Josh Walker is loyal, reckless, and every girl’s dream. But he only has eyes for December Howard, the girl he’s craved since his high school hockey days. Together they have survived grief, the military, distance, and time as they’ve fought for stolen weekends between his post at Ft. Rucker and her college at Vanderbilt. Now that Josh is a medevac pilot and Ember is headed toward graduation, they’re moving on—and in—together.

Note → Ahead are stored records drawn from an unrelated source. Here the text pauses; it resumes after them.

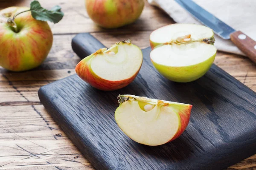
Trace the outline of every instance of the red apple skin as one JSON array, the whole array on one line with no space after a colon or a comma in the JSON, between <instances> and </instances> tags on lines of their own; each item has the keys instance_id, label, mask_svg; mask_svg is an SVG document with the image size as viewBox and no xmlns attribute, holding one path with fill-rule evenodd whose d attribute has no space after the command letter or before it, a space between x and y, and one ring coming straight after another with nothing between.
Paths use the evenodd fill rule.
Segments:
<instances>
[{"instance_id":1,"label":"red apple skin","mask_svg":"<svg viewBox=\"0 0 256 170\"><path fill-rule=\"evenodd\" d=\"M96 75L90 68L89 65L90 60L93 56L91 55L81 60L76 67L76 72L81 79L99 90L112 91L124 88L134 80L140 71L139 69L132 76L122 80L109 81L105 79Z\"/></svg>"},{"instance_id":2,"label":"red apple skin","mask_svg":"<svg viewBox=\"0 0 256 170\"><path fill-rule=\"evenodd\" d=\"M190 113L191 112L192 107L192 105L189 105L186 108L180 110L177 113L180 118L180 122L179 124L178 130L173 137L166 142L166 143L177 139L184 132L187 126L188 126L189 122Z\"/></svg>"},{"instance_id":3,"label":"red apple skin","mask_svg":"<svg viewBox=\"0 0 256 170\"><path fill-rule=\"evenodd\" d=\"M116 28L135 21L143 10L144 0L86 0L90 18L102 27Z\"/></svg>"},{"instance_id":4,"label":"red apple skin","mask_svg":"<svg viewBox=\"0 0 256 170\"><path fill-rule=\"evenodd\" d=\"M0 15L15 14L29 8L12 7ZM7 19L6 19L7 20ZM46 22L35 19L30 11L17 15L16 33L6 23L0 23L0 65L12 71L28 70L39 66L46 59L52 44L52 31Z\"/></svg>"}]
</instances>

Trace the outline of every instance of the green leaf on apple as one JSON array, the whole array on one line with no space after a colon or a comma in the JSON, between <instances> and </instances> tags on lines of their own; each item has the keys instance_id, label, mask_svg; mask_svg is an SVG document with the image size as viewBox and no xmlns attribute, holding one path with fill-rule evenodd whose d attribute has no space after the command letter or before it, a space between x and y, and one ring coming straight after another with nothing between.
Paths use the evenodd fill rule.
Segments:
<instances>
[{"instance_id":1,"label":"green leaf on apple","mask_svg":"<svg viewBox=\"0 0 256 170\"><path fill-rule=\"evenodd\" d=\"M30 11L33 17L36 20L43 21L50 21L54 23L60 21L64 15L61 11L61 8L58 6L53 7L48 10L41 6L37 0L34 0L30 3Z\"/></svg>"}]
</instances>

Ember never wanted the Army life, but loving Josh means accepting whatever the army dictates—even when that means saying goodbye as Josh heads to Afghanistan, a country that nearly killed him once before and that took her father. But filling their last days together with love, passion, and plans for their future doesn’t temper Ember’s fear, and if there’s one thing she’s learned from her father’s death, it’s that there are some obstacles even love can’t conquer.
Flight school is over.
This is war.
Hallowed Ground:
I wasn’t prepared for Hallowed Ground by Rebecca Yarros, not at all. If you are going to start reading it, them please do yourself a favour and have a box of tissues nearby. This will contain spoilers from all the previous books.

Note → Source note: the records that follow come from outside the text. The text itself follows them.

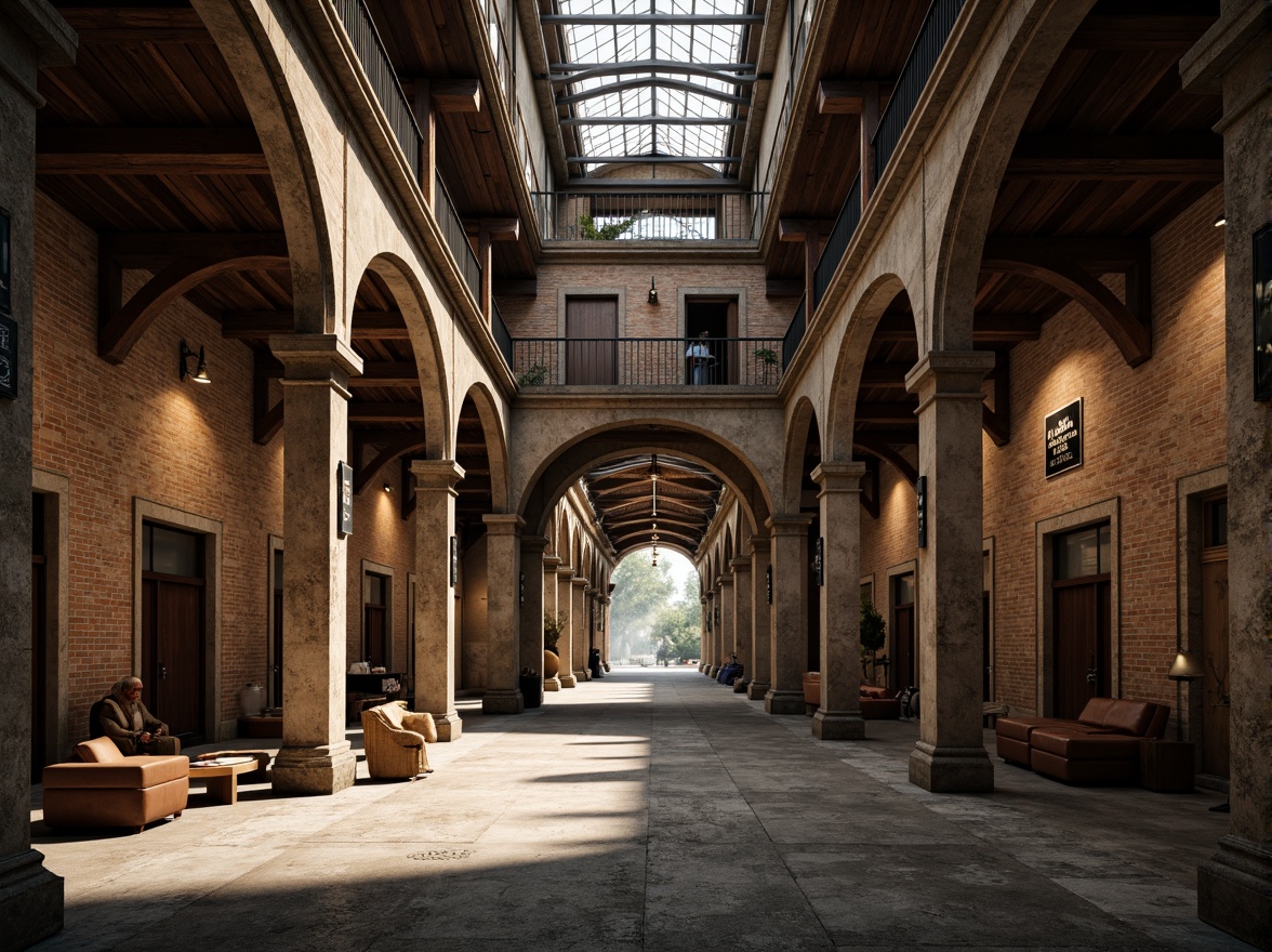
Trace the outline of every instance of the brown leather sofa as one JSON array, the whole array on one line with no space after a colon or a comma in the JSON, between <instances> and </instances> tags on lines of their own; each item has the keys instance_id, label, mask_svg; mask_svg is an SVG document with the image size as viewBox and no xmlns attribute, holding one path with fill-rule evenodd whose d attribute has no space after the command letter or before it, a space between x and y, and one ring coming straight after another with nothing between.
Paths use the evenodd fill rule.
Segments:
<instances>
[{"instance_id":1,"label":"brown leather sofa","mask_svg":"<svg viewBox=\"0 0 1272 952\"><path fill-rule=\"evenodd\" d=\"M186 808L186 757L125 757L109 737L85 741L75 753L79 761L45 767L46 826L131 826L141 832Z\"/></svg>"},{"instance_id":2,"label":"brown leather sofa","mask_svg":"<svg viewBox=\"0 0 1272 952\"><path fill-rule=\"evenodd\" d=\"M804 710L815 714L822 704L822 672L804 672ZM888 687L861 685L861 719L895 720L901 717L901 701Z\"/></svg>"},{"instance_id":3,"label":"brown leather sofa","mask_svg":"<svg viewBox=\"0 0 1272 952\"><path fill-rule=\"evenodd\" d=\"M999 756L1071 784L1130 784L1140 775L1141 741L1159 739L1170 708L1152 701L1091 697L1076 720L999 718Z\"/></svg>"}]
</instances>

Hallowed Ground is book 4 in The Fight and Glory series and a sequel to book 1 – Full Measures. It’s set 2 years after the events of the first book and follows protagonists, December (Ember) and Josh as they set into life of living together, except now he is expected to go back to where he was nearly killed before and the place that took her father’s life – Afghanistan.
I love and hate this book. I loved it because the series finished with something really beautiful and we got to see the characters that we have come to previously love. However this book torn me to shreds.
I loved seeing Ember and Josh again, it had been quite a while since we had seen them, sure they came up in parts of the other books, but we didn’t see them, and it was nice to see.
I loved Ember as a character, her character arc is quite amazing from the first book. She has grown so much from the first time we have seen her. Throughout Hallowed Ground all I wanted to do is hug her. Ember broke me. She had been through so much before and in this book, she is ripped apart.
“I don’t care how you come home. I don’t care what parts of you are broken, or bleeding, or… anything, just as long as you come home. As long as your heart is beating, I will want you, do you understand me? I don’t care what happens there as long as you come home.”
Josh, my love for Josh is unexplainable, but gosh did I want to slap him around a bit. I understand most of the things he did and that I am not even fussed about, however the things that happened with Ember towards the end of the book. It’s like Josh she loves you, why are you doing this to her and yourself.
They have survived through so much and I wasn’t sure they were going to survive this novel, especially with Josh being back in Afghanistan.
It was really great to see the military aspect of Hallowed Ground. We saw it a little in the last novel, however it wasn’t that prominent, with this novel being half in Josh point of view it made sense. I love military planes, there is something about there. Here is Victoria, where I live we have a thing called the Airshow every 2 years, where military planes and others come and put of a show. I love the feeling of hornets flying by. So I truly enjoyed seeing the military aspect.
One thing that annoyed me with Hallowed Ground was the consent separation between Ember and Josh, not the physical separation, but the emotional and it killed me. I just wanted everything to be okay, and it wasn’t, not in the slightest.
Hallowed Ground is emotionally draining. I cried for most of this book, bad things kept happening, all I wanted was for it to be over. Not because it was horrifying, because it hurt my heart.
“I cannot imagine a future where you’re not mine, because I’m yours in every sense of the word.”
Nevertheless, Hallowed Ground is probably my favourite of all 4 books. It had so much and more. There is a chance that I won’t read the middle two books again, for something in this book will make it impossible.
Although, many sad and emotionally heartbreaking things happened in Hallowed Ground there was so many beautiful moments that were heart lifting. The epilogue was just beautiful and I smiled the whole time reading it.
Overall, Hallowed Ground was a beautiful read that intertwined, family both by blood and friendship. Loss that can bring people closer together or tear some apart. About doing what is right for you and the ones that you love and forgiveness and what it truly means to forgive not only others but yourself.
Have you read Hallowed Ground yet? Did you cry as much as me? Are you are to read Hallowed Ground?